La banlieue française attire l’attention des philanthropes. Alors que certains Français se tournent vers les pays en voie de développement pour exprimer leur solidarité, l’acteur américain Forest Whitaker a choisi de s’engager pour les classes populaires françaises, tout particulièrement les jeunes, dont l’avenir est assombri par de nombreuses incertitudes. Ce samedi 13 novembre, Forest Whitaker s’est rendu à La Courneuve, en Seine-Saint-Denis, neuvième département le plus pauvre de France.

Un acteur engagé pour la jeunesse en conflit

L’acteur afro-américain, envoyé spécial de l’Unesco pour la paix et la réconciliation, a créé en 2012 une ONG, la Whitaker Peace and Development Initiative (WPDI), pour soutenir les jeunes dans des régions touchées par la violence et les conflits. Au printemps dernier, il s’est arrêté en région parisienne où il a été particulièrement marqué par la pauvreté de la Seine-Saint-Denis, décor du film  « Les Misérables » de Ladj Ly, qui avait été sélectionné aux Oscars en 2020, projetant ainsi ce territoire sur la scène mondiale. Forest Whitaker avait été particulièrement frappé par l’absence de moyens et d’opportunités offertes aux jeunes résidents. L’acteur a évoqué une enveloppe d’un million et demi d’euros, destinée notamment à des formations à la paix et à l’insertion professionnelle. Son ONG, en partenariat avec BNP Paribas, souhaite grâce à ce budget former les jeunes à la résolution des conflits et à la réduction des violences avec les institutions. Des formations pour des “métiers d’avenir” viseront aussi à les accompagner dans le monde de l’entrepreneuriat.

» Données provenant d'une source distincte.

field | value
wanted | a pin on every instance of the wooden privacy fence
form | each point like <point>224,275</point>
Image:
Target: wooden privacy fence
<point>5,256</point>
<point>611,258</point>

Une solidarité internationale qui ne doit pas remplacer les engagements de l’État

La ville de La Courneuve, qui affichait en 2019 des taux de 27 % de chômage et 43 % de pauvreté (des taux beaucoup plus importants qu’à Paris) cumule de nombreuses difficultés, auxquelles le maire PCF de la ville de s’attaque en dénonçant les inégalités subies par les habitants. Alors que 43,2 % des personnes vivent en dessous du seuil de pauvreté, Gilles Poux regrette aussi le taux de scolarisation qui est inférieur à celui de l’Île-de-France (93,8 % contre 96,8 %) et affiche le plus fort taux de criminalité de France, tout en ayant 24 policiers de moins que la moyenne nationale. Pour l’élu, la généreuse collaboration de Whitaker ne devrait pas détourner l’attention de la responsabilité de l’État. Dans un tweet, Gilles Poux insiste : “Quel bel engagement. Cependant, il ne peut se substituer à l’engagement du gouvernement français et à ses politiques publiques nationales envers les jeunes des banlieues.”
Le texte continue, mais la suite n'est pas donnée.